Additional point – the ‘triangle of truth’
Thinking about people as people, not just consumers, helps uncover human truth. But we would argue that this is only part of the insight puzzle. On projects we also explore brand and cultural truths, as I explained in an earlier post on Jack Daniel’s here.
- The cultural truth was about “a nostalgia for the gun-slinging rugged individualist of the Old West, who, in the American mythos, had helped forge the country’s success”, according to this article on cultural branding by Douglas Holt. The enormous popularity of Western films was an indication of this cultural trend at the time, which endures today with films like the Oscar winner ‘The Revenant’.
- The human truth was about the desire of men to re-connect with their masculine roots at a time when their jobs were increasingly sedentary. Again, this is more relevant than ever today as jobs are increasingly desk and computer based.

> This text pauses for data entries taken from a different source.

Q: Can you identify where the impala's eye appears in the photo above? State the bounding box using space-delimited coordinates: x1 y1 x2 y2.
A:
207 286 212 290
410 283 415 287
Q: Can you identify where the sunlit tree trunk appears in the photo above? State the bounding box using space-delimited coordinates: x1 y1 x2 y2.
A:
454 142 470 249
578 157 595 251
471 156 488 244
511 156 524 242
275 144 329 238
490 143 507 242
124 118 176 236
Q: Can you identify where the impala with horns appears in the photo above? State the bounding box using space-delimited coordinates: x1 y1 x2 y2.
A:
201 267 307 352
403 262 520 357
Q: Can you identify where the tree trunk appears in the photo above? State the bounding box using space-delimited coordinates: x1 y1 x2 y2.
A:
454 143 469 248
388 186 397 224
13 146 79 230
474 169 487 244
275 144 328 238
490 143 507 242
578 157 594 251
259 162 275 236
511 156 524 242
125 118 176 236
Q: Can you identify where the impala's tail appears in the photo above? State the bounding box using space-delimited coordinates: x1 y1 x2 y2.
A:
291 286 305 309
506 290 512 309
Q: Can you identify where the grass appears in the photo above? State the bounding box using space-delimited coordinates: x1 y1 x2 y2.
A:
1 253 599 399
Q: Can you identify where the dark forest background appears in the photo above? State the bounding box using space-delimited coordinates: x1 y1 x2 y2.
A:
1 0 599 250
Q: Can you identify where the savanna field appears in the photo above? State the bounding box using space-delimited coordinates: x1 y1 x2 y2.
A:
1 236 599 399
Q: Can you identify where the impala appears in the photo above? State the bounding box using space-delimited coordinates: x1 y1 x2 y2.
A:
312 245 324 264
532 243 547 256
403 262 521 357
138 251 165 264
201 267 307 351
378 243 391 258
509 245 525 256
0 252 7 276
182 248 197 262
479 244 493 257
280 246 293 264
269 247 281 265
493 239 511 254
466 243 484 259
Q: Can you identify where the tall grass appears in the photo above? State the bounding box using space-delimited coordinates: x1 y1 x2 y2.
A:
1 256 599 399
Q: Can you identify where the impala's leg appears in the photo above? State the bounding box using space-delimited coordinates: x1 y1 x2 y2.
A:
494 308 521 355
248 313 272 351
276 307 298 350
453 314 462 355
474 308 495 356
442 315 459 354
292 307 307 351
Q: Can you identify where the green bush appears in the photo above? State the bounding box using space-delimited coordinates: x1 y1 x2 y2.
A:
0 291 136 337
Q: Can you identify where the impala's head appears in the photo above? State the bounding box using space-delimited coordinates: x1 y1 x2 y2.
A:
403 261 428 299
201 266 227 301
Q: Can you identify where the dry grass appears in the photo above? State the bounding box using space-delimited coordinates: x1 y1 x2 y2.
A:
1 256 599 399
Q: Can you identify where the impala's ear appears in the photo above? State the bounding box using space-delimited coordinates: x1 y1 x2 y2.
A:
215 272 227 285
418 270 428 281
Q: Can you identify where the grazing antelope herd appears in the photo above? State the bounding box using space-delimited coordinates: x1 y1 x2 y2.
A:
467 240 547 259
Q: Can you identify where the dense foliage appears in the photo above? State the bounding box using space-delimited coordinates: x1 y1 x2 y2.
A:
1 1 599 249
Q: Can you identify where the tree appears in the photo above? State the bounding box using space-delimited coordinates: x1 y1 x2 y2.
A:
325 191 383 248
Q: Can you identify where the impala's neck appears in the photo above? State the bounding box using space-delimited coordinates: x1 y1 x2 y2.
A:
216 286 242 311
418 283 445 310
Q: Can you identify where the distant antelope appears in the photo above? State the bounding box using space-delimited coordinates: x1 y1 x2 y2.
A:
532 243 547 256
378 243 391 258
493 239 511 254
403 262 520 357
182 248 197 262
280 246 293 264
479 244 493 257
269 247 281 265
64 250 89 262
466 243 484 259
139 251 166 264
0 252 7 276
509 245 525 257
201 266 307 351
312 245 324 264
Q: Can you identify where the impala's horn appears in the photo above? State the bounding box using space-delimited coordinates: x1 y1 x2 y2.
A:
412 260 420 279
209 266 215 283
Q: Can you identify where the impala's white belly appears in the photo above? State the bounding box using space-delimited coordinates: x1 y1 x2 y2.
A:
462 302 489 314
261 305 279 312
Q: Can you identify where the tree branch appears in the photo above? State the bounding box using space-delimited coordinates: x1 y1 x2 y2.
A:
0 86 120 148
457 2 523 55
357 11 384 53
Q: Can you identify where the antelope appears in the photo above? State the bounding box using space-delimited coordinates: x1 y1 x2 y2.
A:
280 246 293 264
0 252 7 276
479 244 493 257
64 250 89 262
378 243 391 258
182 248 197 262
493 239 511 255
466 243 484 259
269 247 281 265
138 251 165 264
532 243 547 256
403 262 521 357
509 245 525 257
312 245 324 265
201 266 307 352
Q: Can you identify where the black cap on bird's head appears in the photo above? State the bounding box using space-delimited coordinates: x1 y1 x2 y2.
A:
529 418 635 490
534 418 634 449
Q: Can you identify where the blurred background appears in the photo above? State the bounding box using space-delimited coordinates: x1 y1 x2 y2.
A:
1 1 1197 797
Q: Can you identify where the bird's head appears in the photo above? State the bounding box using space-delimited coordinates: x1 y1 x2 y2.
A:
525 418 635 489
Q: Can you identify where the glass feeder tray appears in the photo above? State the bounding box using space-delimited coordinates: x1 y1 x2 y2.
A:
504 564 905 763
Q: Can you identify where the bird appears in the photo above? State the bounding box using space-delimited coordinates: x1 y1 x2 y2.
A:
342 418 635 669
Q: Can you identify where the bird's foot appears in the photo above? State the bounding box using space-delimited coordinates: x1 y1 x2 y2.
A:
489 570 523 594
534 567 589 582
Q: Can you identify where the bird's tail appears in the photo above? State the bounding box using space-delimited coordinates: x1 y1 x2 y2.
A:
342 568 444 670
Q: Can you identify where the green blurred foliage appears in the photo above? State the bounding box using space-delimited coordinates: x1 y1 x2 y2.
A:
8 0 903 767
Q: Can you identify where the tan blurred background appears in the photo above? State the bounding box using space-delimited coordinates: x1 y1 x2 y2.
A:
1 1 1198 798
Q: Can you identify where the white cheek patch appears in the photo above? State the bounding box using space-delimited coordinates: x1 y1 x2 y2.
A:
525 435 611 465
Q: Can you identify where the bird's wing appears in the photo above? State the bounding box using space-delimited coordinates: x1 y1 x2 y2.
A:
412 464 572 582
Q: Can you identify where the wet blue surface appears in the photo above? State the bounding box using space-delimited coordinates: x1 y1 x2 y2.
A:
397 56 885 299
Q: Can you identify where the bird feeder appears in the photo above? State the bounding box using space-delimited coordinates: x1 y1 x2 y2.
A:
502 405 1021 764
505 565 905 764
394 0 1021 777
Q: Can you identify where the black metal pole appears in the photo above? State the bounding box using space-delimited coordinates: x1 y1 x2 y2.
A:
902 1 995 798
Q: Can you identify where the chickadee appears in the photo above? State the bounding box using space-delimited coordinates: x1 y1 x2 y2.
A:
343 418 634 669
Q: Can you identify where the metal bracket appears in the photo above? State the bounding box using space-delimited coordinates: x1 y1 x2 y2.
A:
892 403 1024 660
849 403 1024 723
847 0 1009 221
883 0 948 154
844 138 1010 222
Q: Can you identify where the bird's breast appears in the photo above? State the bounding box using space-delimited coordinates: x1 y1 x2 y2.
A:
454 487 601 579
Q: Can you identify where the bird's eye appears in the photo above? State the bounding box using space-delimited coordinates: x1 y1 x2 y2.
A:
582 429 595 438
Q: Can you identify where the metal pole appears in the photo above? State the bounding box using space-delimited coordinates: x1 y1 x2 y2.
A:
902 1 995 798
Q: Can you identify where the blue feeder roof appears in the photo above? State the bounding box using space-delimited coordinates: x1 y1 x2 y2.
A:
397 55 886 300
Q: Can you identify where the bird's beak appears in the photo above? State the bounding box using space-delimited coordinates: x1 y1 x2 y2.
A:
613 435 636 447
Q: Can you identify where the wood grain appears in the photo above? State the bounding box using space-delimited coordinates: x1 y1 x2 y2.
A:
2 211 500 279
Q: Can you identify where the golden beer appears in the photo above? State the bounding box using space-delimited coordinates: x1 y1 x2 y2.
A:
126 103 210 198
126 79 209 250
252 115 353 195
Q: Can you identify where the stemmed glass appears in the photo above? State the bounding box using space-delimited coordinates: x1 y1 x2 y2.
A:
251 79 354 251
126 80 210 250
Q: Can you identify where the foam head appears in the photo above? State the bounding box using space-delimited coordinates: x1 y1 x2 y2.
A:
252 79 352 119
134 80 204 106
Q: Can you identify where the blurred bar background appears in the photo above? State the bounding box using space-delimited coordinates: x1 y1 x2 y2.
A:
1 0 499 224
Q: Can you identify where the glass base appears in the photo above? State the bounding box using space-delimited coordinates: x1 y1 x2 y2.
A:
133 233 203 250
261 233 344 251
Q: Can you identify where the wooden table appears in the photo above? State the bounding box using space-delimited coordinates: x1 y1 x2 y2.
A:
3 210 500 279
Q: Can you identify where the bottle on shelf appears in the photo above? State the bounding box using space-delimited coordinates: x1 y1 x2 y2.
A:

- The brand truth about Jack Daniel’s was the traditional production methods and the authentic roots of the brand in in Lynchburg Tenesee. This area was “one of the last authentic pockets of the frontier, where Davy Crockett and Daniel Boone had gotten their start.” The original one-page marketing plan defined in the mid 1950’s still rings true today, codifying the Jack Daniel’s brand as “authentic, made by real people in an out-of-the-way place,” according to Jim Stengel here.
In conclusion, Jim’s idea to look at the whole person to get to human insight, not just consumer insight, is bang on. However, don’t get too carried away. At the end of the day, let’s be 100% clear, those people you are talking to at a human level do need to become consumers of your product. Human insight is just a means to the end of marketing which is to sell more stuff. Keeping this in mind will stop you getting so deep into being part of the narrative that makes up human identity that you forget your job is to sell more peanut butter, cat litter or wet wipes.